Licensed insolvency practitioner obligations

If you're a licensed insolvency practitioner you must provide accurate details, meet professional and ethical obligations, and provide reports to the Registrar

Provide accurate details and keep them up to date

You must provide the correct details to the accredited body for licensing and registration. You must also update the accredited body any time your details change.

Meet professional and ethical obligations

You must also meet the professional and ethical obligations set by the accredited body.

Prepare and file reports

You must prepare and file reports with the Registrar of Companies at various stages of each liquidation, receivership or voluntary administration (referred to below as insolvency engagements).

While there are differing reporting requirements for each type of insolvency engagement, you must always file a summary report when an insolvency engagement ends.

Learn about voluntary administrations, receiverships and liquidations, as well as the roles and responsibilities of those appointed to manage company affairs on the Companies Register website.

Filing appointments and reports with the Registrar of Companies

The Companies Register offers an online service for administrators, receivers and liquidators to file notices and reports, and manage their document portfolios.

Report serious problems

You need to report serious problems you identify during an insolvency engagement. If you detect a serious problem, please notify the Registrar of Companies as soon as practicable using our online form.

Report a serious problem

Where the serious problem concerns the possible commission of an offence you also need to report it to one or both of the following:

  1. The New Zealand Police.
  2. The relevant body responsible for investigating or prosecuting the offence.
    For example:
    • Commerce Commission
    • Financial Markets Authority (FMA)
    • Inland Revenue
    • Serious Fraud Office.

If the insolvent company is a licensed insurer, you must also report the serious problem to the Reserve Bank of New Zealand.

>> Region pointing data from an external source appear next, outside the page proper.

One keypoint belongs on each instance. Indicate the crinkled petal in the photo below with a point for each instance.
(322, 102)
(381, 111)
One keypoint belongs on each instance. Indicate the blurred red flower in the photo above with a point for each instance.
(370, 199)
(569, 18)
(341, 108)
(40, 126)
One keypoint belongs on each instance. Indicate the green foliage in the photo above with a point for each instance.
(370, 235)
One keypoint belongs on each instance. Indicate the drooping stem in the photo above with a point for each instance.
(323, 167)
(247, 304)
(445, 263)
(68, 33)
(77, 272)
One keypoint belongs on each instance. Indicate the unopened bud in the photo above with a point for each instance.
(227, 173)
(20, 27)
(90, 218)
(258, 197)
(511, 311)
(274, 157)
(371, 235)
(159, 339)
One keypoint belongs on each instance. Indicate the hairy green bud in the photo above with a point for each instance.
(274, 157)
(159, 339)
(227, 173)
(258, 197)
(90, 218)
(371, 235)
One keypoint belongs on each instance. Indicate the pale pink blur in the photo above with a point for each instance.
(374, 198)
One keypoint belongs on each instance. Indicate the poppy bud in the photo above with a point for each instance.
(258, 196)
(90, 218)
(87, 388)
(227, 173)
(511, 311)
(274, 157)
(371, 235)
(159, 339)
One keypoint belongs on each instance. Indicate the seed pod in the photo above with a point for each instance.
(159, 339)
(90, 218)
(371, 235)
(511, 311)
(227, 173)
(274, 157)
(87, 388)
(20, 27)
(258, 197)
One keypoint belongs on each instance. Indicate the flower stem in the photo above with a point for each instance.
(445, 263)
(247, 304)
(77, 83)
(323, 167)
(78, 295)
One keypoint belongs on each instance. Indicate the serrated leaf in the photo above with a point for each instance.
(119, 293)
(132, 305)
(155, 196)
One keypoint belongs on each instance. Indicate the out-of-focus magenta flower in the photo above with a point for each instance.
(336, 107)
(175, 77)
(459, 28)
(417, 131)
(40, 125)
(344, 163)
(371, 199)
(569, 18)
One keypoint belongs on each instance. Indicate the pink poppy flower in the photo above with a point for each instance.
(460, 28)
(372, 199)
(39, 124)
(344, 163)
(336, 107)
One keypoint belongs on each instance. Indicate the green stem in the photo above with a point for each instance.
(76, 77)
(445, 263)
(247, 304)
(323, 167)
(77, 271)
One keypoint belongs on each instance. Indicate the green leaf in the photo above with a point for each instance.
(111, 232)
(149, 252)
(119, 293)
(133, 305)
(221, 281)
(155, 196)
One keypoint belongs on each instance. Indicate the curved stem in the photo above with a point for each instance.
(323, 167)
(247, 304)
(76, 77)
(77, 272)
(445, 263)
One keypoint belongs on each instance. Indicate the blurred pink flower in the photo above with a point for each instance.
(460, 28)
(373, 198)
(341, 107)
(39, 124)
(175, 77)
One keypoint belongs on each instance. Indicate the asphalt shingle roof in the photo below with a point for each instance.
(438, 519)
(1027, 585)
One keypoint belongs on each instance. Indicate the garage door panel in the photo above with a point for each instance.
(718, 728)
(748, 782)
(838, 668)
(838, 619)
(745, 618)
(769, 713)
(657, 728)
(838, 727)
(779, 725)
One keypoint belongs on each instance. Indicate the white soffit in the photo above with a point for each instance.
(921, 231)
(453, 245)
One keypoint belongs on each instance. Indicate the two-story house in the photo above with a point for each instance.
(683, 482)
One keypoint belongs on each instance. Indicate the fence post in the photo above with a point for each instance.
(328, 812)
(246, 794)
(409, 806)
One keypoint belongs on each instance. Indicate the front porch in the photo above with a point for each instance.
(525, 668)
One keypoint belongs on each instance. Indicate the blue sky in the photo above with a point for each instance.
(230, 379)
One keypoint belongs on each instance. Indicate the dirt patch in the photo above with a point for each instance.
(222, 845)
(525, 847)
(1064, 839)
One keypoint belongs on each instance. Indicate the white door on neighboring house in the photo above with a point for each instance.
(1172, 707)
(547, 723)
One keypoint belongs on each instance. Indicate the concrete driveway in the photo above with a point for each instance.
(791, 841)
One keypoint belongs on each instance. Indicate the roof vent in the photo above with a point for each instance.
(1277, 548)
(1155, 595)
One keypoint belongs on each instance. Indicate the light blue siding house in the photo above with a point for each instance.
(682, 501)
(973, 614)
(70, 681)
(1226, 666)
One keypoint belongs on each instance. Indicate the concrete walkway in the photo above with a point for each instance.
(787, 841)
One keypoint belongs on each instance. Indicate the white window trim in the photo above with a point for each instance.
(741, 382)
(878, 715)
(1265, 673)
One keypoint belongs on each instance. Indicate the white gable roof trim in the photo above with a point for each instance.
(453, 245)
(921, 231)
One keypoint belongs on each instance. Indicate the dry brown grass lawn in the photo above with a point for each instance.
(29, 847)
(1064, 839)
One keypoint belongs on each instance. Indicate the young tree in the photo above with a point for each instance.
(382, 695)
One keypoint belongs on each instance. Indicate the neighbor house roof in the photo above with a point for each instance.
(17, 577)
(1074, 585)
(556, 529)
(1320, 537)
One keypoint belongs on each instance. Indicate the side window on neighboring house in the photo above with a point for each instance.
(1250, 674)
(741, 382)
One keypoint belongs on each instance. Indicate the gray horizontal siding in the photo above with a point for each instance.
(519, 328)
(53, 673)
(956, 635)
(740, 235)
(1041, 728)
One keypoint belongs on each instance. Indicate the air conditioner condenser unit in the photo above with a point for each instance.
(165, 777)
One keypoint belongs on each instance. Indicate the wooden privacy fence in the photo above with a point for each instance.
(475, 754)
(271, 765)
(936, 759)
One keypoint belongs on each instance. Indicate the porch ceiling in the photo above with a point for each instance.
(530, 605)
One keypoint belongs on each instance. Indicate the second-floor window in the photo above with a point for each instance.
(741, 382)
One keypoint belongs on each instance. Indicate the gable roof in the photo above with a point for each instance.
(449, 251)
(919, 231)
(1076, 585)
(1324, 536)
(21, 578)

What is a serious problem?

‘Serious problems’ are defined in the Insolvency Practitioners Regulation Act 2019.

You should review this definition and be familiar with its requirements. If you're uncertain about any of its provisions, or whether it applies to a particular set of circumstances, you should seek specialist advice.

‘Serious problems’ include the following matters:

  • Any offence committed by the company.
  • Any offence committed by a past or present director, officer or shareholder of the company.
  • Any material breach of a director’s duty by a past or present director of the company.
  • A person who has taken part in the formation, administration, management, liquidation or receivership of the company who:
    • has misapplied or retained or become liable or accountable for the company’s money or property (whether in New Zealand or elsewhere); or
    • is guilty of negligence, default, or breach of duty or trust in relation to the company.
  • The company has been managed in a way that has materially contributed to it failing under section 385(1) of the Companies Act 1993. For example:
    • It has been put into liquidation because of its inability to pay its debts as and when they became due.
    • It has ceased to carry on business because of its inability to pay its debts as and when they became due.
    • It was put into receivership (whether or not the receiver’s appointment has been terminated).
    • It has entered into a compromise or arrangement with its creditors.
    • It is in voluntary administration.

Restrictions on practitioners

The Insolvency Practitioners Regulation Act 2019 restricts:

  • non-arm’s length transactions between licensed insolvency practitioners and insolvent companies.
  • related party transactions between licensed insolvency practitioners and insolvent companies.